Teachers and students need to voice their intuitions to balance the
over-dependence on memorizing data as the highest indicator of
"intelligence." Students should be considered 'bright,' independent of how
swiftly they arrive at the solution since we all know family members,
friends, and acquaintances who find the wisdom of responsible bill paying,
prayer, filing taxes, and the weighing of one's words at radically different
times in life. In other words like legendary composer DJ Marley Marl said,
"I don't care who's first or who's last, but I know that y'all just better
rock this at the drop of a dime baby!"
There should be a greater focus on developing global people, more so than a
global economy that incidentally drives the society based on many practices,
models, patterns, ideas, mores and norms established through their formal
education. People are a product of their schooling be it through their
homes, friends, schools, clubs, gangs, televisions, movies, radio, books,
sports, etc. The universal and practical approach to life that is indigenous
to Africans is a valid outlook that needs to be woven into the public school
system. The understanding that what is done individually, reverberates
eternally through all humanity should be incorporated in the formal education
process. African (Black) people's innate ability to 'read' people should be
viewed as a scientific analytical principle. This 'talent' would be of
extreme value for psychologists in search of honest characterizations from
their clients as opposed to the guessing game based on outdated models.
The resolve of African (Black) people to have survived and succeeded
following history's only global persecution of every aspect of a people based
solely upon their birthright, needs to be held as a first and studied
intensively. The infamous 'chattel slavery' firstly and lastly legalized and
practiced by Europeans and European-Americans, was based on the European idea
of permanent 'classes' or 'stations' in life, a pernicious idea in feudal
Europe. In Europe one born a peasant remained such in the society's eyes
regardless of their individual qualities, abilities, successes, thoughts etc.
This way of thinking has not died out and holds sway in many school systems,
illustrated by the low expectations many teachers have of African students.

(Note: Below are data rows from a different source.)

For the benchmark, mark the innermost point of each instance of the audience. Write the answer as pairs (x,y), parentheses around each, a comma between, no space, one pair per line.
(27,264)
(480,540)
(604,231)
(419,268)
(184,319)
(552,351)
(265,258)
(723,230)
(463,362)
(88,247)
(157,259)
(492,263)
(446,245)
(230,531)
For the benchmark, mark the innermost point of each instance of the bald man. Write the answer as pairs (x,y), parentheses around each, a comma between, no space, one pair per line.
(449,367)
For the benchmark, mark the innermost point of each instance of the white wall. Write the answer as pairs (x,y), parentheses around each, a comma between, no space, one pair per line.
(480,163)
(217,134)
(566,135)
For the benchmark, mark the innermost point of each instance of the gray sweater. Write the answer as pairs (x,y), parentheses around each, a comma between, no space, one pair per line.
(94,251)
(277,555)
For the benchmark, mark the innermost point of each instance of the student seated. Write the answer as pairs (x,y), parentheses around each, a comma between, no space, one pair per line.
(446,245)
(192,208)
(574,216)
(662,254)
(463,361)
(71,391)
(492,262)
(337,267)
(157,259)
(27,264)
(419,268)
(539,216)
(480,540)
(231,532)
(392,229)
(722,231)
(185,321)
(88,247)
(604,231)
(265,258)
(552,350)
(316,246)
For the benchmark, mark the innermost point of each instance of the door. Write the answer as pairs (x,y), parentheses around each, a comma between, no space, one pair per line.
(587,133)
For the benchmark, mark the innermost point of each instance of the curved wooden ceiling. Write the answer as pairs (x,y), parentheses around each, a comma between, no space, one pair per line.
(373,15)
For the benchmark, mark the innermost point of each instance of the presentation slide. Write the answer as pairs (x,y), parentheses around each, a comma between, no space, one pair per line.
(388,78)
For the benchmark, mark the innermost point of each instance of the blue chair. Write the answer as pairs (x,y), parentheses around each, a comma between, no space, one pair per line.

Education should free one's mind to question ideas to form their own opinions
regardless of the current theories, as history demonstrates new hypotheses
soon overtake long-held beliefs. Students should be encouraged to follow
ideas not things, people or the things people do as we are all equally valid
regardless of our achievements and failures. They should be encouraged to
brave ridicule, isolation, and misunderstanding as we all have been
mis-understood by one another.
Students should be required to account for their behavior, positive or
negative, and be able to articulate their viewpoint of an issue verbally and
written. Many students become automated beings, operating mechanically with
little thought of the cause and effect of their tasks. Oftentimes students
fall in the habit of memorizing facts for test questions with little
recollection or understanding of the individual facts or the subject matter
in general.
These changes will undoubtedly change society on a whole, nurturing tolerance
of opposing views once a variety of solutions are presented along with
accompanying steps of enlightenment. A lot of 'problems' in America are
based on past concepts that need inspection and validation for today's world.
Instead of mimicking the past shouldn't we be highlighting and improving upon
the fundamental principles upon which were founded economic, religious,
educational, political, ideological thought?
I am confident that to elevate our youth's performance we must, can and will
recognize and validate their passions, ideas, and modes of expression as
legitimate, not dysfunctional, progressive not backwards, evolving not
retarded, nor inferior. I am honestly interested in building a true,
curriculum for our students that includes our past and present achievements
and failures for the future of the world depends on them.